H-MOG Data Set: A Multimodal Data Set for Evaluating Continuous Authentication Performance in Smartphones

Qing Yang, Ge Peng, David T. Nguyen, Xin Qi, Gang Zhou (Colleget of William and Mary)
Zdeňka Sitová (New York Institute of Technology; Masaryk University)
Paolo Gasti, Kiran S. Balagani (New York Institute of Technology)

1. Introduction

We performed a large-scale user study to collect a wide spectrum of signals about user behaviors on smartphones, including touch, gesture, and pausality of the user, as well as movement and orientation of the phone. This dataset has been used to evaluate a continuous authentication modality named H-MOG in smartphones. A detailed description of this dataset and its application is in our poster paper (PDF) in ACM SenSys'14. The H-MOG paper using this dataset is published on IEEE Transactions on Information Forensics and Security (link on IEEE Xplore).

2. Data Collection Tool

We developed a data collection tool for Android phones to record real-time touch, sensor and key press data invoked by user's interaction with the phone. Data from three usage scenarios on smartphones were recorded: (1) document reading; (2) text production; (3) navigation on a map to locate a destination.

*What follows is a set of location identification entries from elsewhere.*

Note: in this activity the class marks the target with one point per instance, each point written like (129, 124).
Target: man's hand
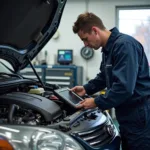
(78, 90)
(87, 103)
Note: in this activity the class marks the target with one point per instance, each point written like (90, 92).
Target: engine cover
(46, 107)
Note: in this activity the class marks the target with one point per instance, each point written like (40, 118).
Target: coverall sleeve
(124, 76)
(96, 84)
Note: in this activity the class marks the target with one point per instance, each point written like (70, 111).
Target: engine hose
(11, 113)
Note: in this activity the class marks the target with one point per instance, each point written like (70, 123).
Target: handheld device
(68, 96)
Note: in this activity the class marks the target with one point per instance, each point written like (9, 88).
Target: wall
(105, 9)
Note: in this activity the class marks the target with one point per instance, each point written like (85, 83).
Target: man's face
(91, 40)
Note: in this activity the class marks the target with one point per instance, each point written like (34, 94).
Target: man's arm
(124, 76)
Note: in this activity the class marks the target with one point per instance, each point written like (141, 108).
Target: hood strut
(35, 72)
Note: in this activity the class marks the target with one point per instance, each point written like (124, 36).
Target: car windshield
(6, 70)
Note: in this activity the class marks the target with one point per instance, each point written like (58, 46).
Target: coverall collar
(111, 40)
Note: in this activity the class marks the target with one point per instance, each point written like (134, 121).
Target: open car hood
(26, 26)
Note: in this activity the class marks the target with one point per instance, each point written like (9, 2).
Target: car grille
(97, 136)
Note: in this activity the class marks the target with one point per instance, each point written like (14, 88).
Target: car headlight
(53, 140)
(38, 138)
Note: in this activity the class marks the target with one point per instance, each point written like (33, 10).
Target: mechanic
(124, 72)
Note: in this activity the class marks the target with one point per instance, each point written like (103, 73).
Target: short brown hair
(85, 22)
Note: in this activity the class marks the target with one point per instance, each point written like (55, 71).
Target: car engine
(21, 105)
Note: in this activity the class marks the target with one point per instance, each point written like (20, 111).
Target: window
(135, 21)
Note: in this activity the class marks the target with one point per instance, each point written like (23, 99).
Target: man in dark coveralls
(124, 71)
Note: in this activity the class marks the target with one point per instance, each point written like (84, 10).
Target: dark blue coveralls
(124, 71)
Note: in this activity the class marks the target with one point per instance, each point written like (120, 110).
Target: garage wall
(105, 9)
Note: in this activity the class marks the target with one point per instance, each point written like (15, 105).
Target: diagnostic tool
(68, 96)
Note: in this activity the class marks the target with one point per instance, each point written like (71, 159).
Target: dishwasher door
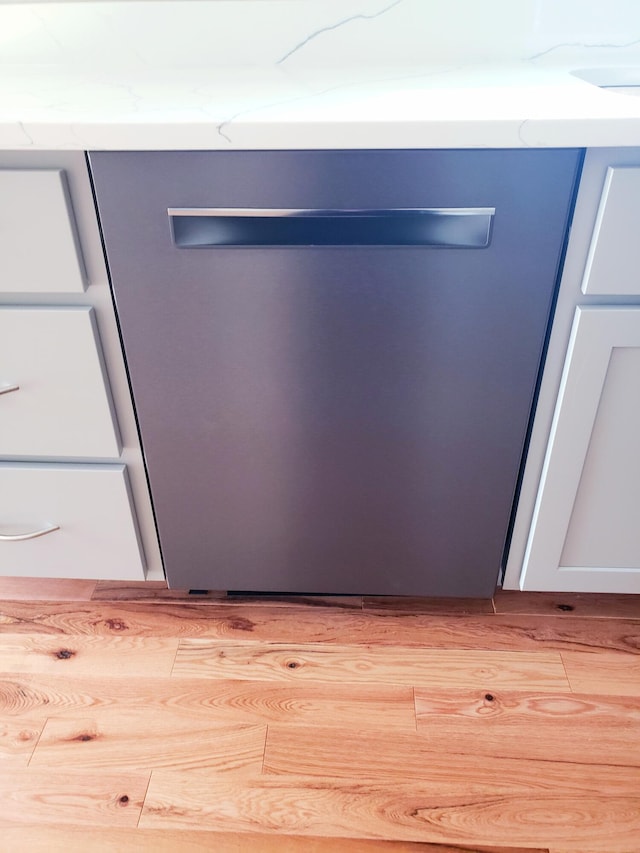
(321, 410)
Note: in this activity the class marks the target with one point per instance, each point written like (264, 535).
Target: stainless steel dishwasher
(333, 356)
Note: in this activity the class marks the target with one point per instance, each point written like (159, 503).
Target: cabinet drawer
(614, 255)
(39, 249)
(53, 395)
(96, 535)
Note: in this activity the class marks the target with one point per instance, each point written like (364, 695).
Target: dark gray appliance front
(333, 418)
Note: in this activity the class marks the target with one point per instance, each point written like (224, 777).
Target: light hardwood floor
(137, 718)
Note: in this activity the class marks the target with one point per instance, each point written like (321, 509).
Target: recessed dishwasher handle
(454, 227)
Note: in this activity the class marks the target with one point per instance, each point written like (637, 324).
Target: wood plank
(427, 606)
(49, 839)
(131, 741)
(230, 702)
(18, 737)
(86, 655)
(322, 625)
(392, 757)
(158, 591)
(394, 811)
(416, 667)
(45, 589)
(531, 725)
(610, 674)
(82, 799)
(568, 604)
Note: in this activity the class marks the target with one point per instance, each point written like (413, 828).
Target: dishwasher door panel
(334, 419)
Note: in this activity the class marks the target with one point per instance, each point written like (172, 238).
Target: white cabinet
(55, 400)
(74, 500)
(71, 521)
(577, 527)
(613, 263)
(586, 527)
(39, 246)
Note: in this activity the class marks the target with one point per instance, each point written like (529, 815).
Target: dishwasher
(333, 356)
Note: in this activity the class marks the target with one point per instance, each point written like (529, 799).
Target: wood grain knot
(116, 625)
(64, 654)
(240, 624)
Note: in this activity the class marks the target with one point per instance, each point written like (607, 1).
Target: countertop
(283, 91)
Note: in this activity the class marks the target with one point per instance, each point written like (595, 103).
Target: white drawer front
(613, 263)
(61, 406)
(96, 535)
(39, 250)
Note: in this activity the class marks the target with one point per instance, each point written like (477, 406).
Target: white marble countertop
(76, 100)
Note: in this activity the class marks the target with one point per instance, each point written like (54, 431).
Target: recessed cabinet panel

3. Data Collection Process

We recruited 100 volunteers for a large-scale data collection. When a volunteer logs into the data collection tool, s/he is randomly assigned a reading, writing, or map navigation session. For each session, the volunteer either sits or walks to finish the tasks. One session lasts about 5 to 15 minutes, and each volunteer is expected to perform 24 sessions (8 reading sessions, 8 writing sessions, and 8 map navigation sessions). In total, each volunteer in our experiments contributed about 2 to 6 hours of behavior traits.

4. Dataset Content

The following 9 categories of data are recorded:

  1. Accelerometer
  2. Gyroscope
  3. Magnetometer
  4. Raw touch event
  5. Tap gesture
  6. Scale gesture
  7. Scroll gesture
  8. Fling gesture
  9. Key press on virtual keyboard

The current dataset includes all the collected data from 100 volunteers. For each session, there are nine CSV files, each of which conresponds to one of the above data categories. There is another CSV file recording the meta-data of this session. The total size of this dataset is about 6GB after compression.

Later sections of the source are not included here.